According to Elizabeth, this cooperation from her alleged perpetrator played out in her experience with the adaptable resolution. Working closely with the adaptable resolution facilitator — who for Elizabeth’s case, was Landrum — she built up the specifics of the process up “from her imagination.” That included a series of requests that her perpetrator engage in educational sessions which included information on healthy alcohol usage, toxic masculinity and consent. Her perpetrator complied with all of the requests.

Their adaptable resolution concluded with a facilitated circle, which is a common restorative justice practice at the University that brings together the responsible parties, impacted parties, any other affected parties and facilitators to discuss harmful actions and fulfill needs of all of those involved. 

Elizabeth acknowledged that despite how smoothly her own experience went, her alleged perpetrator “could have said no” to anything she requested. She said this underscored the importance of the facilitator in assessing the needs of both parties involved along the way.

“If there were things that he needed of me, like framing for why he was doing any of this, she requested that of me,” Elizabeth said.

The future of adaptable resolutions

As of now, adaptable resolutions are only offered for cases in which the alleged perpetrator is a student. This difference stems from the separate policies prescribed for University student and employee sexual misconduct prior to August 2020, when an umbrella policy for all University affiliates took effect.

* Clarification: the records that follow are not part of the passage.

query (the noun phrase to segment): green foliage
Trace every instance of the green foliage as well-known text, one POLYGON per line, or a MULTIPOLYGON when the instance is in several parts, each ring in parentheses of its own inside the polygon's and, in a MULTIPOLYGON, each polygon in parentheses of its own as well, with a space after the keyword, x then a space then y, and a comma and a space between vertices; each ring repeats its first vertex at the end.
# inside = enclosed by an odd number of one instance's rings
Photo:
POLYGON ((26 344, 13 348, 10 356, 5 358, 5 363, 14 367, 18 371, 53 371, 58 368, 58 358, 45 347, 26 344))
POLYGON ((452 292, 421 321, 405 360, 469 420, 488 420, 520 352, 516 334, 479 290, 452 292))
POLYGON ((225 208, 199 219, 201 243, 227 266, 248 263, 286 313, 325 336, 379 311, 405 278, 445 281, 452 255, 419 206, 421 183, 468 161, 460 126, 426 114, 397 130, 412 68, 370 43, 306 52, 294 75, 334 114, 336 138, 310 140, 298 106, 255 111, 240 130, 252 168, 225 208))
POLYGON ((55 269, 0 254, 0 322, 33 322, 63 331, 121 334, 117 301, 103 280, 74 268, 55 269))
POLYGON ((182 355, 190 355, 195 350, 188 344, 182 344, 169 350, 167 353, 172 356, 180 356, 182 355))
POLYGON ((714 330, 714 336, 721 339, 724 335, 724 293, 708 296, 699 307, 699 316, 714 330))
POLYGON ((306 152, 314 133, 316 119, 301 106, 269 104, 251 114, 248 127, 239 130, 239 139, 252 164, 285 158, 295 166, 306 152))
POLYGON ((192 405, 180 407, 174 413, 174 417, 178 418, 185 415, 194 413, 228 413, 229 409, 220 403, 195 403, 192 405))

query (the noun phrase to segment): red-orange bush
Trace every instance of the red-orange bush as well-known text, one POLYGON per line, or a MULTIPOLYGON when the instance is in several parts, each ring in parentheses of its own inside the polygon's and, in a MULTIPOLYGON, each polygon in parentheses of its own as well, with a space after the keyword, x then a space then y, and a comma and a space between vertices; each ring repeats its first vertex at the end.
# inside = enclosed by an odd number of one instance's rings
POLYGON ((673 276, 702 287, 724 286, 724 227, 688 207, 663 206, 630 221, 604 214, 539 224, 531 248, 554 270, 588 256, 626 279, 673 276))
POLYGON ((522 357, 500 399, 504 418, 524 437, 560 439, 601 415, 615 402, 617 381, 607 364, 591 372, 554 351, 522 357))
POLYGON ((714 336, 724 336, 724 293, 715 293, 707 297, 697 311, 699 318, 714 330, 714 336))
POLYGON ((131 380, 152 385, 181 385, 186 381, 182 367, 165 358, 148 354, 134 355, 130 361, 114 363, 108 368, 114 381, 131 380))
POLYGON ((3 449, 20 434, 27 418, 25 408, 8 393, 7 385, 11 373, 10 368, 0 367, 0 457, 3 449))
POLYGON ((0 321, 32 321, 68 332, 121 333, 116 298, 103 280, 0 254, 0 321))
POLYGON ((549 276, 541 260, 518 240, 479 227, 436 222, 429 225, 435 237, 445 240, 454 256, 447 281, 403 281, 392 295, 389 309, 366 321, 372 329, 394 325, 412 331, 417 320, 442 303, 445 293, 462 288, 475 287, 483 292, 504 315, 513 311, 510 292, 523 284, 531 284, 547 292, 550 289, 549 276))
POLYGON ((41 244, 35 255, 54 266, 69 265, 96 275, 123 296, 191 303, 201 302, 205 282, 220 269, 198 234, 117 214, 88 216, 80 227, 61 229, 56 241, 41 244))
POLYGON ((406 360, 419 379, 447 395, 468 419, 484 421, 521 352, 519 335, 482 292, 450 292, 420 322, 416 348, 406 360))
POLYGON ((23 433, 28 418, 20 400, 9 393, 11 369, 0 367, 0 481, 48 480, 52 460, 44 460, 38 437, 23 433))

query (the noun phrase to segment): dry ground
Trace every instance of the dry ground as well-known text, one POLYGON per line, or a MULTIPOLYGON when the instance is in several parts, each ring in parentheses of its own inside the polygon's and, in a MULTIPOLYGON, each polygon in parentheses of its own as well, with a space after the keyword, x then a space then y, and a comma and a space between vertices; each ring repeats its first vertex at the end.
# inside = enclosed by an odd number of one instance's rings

Future expansion of the availability of adaptable resolutions depends partially on internal matters, such as community need as well as University policy. But it also depends on federal policy, according to Landrum.

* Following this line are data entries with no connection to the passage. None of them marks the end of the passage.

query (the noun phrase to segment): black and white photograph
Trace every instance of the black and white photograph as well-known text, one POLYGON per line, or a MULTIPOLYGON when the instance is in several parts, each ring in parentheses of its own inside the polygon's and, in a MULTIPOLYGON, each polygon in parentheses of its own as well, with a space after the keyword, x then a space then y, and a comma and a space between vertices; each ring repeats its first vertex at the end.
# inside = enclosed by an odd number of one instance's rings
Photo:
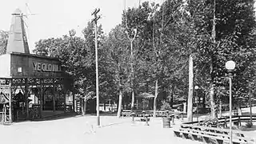
POLYGON ((0 0, 0 144, 256 144, 255 11, 0 0))

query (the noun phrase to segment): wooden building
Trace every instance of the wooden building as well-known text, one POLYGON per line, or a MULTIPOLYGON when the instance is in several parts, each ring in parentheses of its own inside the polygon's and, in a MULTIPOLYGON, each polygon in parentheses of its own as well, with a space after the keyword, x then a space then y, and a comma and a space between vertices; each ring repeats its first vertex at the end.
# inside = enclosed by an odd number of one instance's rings
POLYGON ((8 99, 1 117, 11 123, 40 118, 43 110, 63 110, 67 90, 61 62, 30 54, 22 13, 17 9, 12 15, 6 53, 0 55, 0 92, 8 99))

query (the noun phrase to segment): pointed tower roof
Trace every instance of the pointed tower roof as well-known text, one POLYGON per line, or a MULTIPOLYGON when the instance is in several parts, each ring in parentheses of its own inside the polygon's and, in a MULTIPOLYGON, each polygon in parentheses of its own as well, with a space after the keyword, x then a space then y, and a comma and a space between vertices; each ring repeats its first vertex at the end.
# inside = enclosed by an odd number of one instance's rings
POLYGON ((6 53, 17 52, 30 54, 22 12, 21 10, 16 9, 12 15, 6 53))

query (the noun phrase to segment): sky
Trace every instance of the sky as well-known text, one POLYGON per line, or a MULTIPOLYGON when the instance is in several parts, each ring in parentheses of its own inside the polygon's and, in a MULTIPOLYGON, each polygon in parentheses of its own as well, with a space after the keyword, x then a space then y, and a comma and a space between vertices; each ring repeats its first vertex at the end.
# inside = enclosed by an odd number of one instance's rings
MULTIPOLYGON (((0 30, 8 31, 11 14, 19 8, 24 14, 32 14, 26 20, 30 51, 34 42, 48 38, 58 38, 74 29, 77 36, 82 37, 82 30, 93 19, 95 8, 100 8, 106 34, 121 23, 125 7, 138 6, 146 0, 0 0, 0 30), (125 2, 126 4, 125 4, 125 2), (27 3, 28 6, 26 6, 27 3)), ((149 0, 162 3, 163 0, 149 0)))

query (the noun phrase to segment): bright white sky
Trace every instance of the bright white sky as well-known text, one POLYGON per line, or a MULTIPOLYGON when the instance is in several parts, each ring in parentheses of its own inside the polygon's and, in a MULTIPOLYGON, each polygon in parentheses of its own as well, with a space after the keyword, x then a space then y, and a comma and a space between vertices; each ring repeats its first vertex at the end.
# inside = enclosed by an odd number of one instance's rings
MULTIPOLYGON (((163 0, 149 1, 162 3, 163 0)), ((138 2, 139 0, 126 0, 126 7, 138 6, 138 2)), ((70 29, 77 30, 77 36, 82 36, 81 31, 93 18, 91 13, 95 8, 101 9, 102 18, 98 22, 108 33, 121 22, 125 7, 125 0, 0 0, 0 30, 9 30, 11 13, 16 8, 26 14, 26 3, 32 14, 38 14, 29 16, 26 22, 30 51, 39 39, 62 37, 70 29)))

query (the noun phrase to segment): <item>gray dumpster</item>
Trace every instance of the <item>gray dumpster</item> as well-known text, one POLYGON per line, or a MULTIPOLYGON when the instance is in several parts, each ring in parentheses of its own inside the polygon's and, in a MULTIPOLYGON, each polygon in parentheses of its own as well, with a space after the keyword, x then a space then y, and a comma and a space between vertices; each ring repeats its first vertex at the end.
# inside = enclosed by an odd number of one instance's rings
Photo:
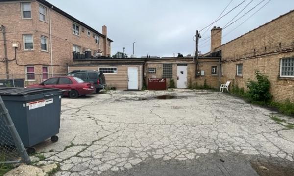
POLYGON ((58 140, 62 94, 55 88, 0 88, 0 95, 25 147, 50 137, 53 142, 58 140))

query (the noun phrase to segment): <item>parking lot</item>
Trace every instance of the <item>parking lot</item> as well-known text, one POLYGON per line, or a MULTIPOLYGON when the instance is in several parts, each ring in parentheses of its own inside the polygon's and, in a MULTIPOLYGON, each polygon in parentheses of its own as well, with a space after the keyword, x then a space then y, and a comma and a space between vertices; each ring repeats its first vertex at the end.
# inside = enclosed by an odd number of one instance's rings
POLYGON ((294 130, 272 120, 276 112, 228 94, 110 91, 63 98, 61 110, 58 142, 36 146, 46 158, 38 164, 60 164, 56 176, 254 176, 254 167, 294 168, 294 130))

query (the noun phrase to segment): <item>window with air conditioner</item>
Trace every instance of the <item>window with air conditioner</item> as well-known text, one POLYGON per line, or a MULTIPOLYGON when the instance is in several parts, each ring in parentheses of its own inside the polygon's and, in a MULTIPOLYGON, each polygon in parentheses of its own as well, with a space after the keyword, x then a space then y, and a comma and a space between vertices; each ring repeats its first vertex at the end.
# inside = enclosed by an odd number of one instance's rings
POLYGON ((75 52, 78 53, 81 53, 81 48, 80 46, 76 45, 74 45, 74 52, 75 52))
POLYGON ((39 6, 39 19, 42 21, 46 22, 46 8, 41 5, 39 6))
POLYGON ((27 81, 35 81, 35 67, 33 66, 26 66, 25 80, 27 81))
POLYGON ((218 74, 217 72, 217 66, 211 66, 211 74, 212 75, 217 75, 218 74))
POLYGON ((41 50, 42 51, 48 51, 47 47, 47 38, 45 36, 41 36, 41 50))
POLYGON ((23 19, 31 19, 32 18, 30 2, 21 3, 22 18, 23 19))
POLYGON ((80 26, 74 23, 73 23, 73 34, 77 36, 80 35, 80 26))
POLYGON ((95 35, 95 43, 97 44, 99 44, 99 40, 100 40, 100 37, 99 37, 97 35, 95 35))
POLYGON ((31 34, 24 35, 23 38, 24 40, 24 50, 33 50, 34 49, 33 35, 31 34))

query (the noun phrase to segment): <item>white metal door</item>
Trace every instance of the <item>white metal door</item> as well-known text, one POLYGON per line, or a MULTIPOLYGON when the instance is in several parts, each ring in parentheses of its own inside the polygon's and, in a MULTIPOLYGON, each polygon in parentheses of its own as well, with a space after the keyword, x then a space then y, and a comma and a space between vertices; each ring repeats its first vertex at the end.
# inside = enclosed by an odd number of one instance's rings
POLYGON ((177 66, 177 88, 187 88, 187 66, 177 66))
POLYGON ((138 90, 138 68, 127 68, 129 90, 138 90))

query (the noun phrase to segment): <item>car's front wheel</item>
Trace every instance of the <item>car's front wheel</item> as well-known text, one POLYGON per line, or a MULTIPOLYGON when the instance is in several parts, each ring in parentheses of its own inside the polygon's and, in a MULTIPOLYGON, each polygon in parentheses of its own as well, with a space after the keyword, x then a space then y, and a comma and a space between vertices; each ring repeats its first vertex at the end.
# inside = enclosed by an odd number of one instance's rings
POLYGON ((71 90, 69 93, 69 96, 71 98, 76 98, 78 97, 78 92, 76 90, 71 90))

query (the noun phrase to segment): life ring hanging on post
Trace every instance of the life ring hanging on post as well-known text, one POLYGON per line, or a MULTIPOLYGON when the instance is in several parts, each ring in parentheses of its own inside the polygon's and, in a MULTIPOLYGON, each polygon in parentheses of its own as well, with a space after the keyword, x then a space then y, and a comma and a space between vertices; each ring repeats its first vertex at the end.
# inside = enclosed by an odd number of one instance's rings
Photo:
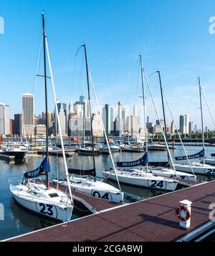
POLYGON ((191 213, 188 209, 187 207, 186 207, 185 205, 181 205, 180 207, 178 207, 176 210, 176 213, 178 218, 183 222, 186 222, 191 217, 191 213), (183 217, 181 214, 181 211, 184 211, 186 212, 186 217, 183 217))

Under the Obama administration, then-Vice President Joe Biden helped introduce new, more comprehensive guidelines on Title IX compliance across federally funded schools in what is commonly referred to as a “Dear Colleague Letter.”

The Trump administration rolled back these guidelines, narrowing the definition of sexual harassment, for example, and controversially mandating live hearings with cross-examinations of complainants. Biden is anticipated to restore policies back to their pre-Trump form now that he is president.

Landrum said she’s hopeful that the accessibility of adaptable resolution will improve under the Biden administration, specifically by waiving the requirement that students file a formal complaint prior to initiating an adaptable resolution.

“I think that (Biden’s) administration may change the landscape, again, as the Trump administration did, and as the Obama administration did,” Landrum said.

Seney emphasized that community input will also dictate the future of adaptable resolutions. She alluded to a new panel that will consist of University students, faculty and staff.

Part of the panel’s charge involves disseminating information about University sexual misconduct policy and procedure to the broader community, and Seney said spreading awareness of options like adaptable resolutions are part of this work.

“I’m hopeful that that will be a place to hear feedback from the community and that it also might be a place to share information out, and maybe help increase the awareness and information around the fact that adaptable resolution exists in the student procedures, and that what it really means and what it is,” Seney said.

Landrum said that, especially in the divisive times America is facing, she hopes the University community continues to turn its attention toward all pathways to justice, including those that the adaptable resolutions deploy.

“We’re so polarized nationally,” Landrum said. “We’ve got all sorts of pandemics of racism and everything else. We really could use more attention and more assistance, I think, in co-creating our pathways to peace and justice.”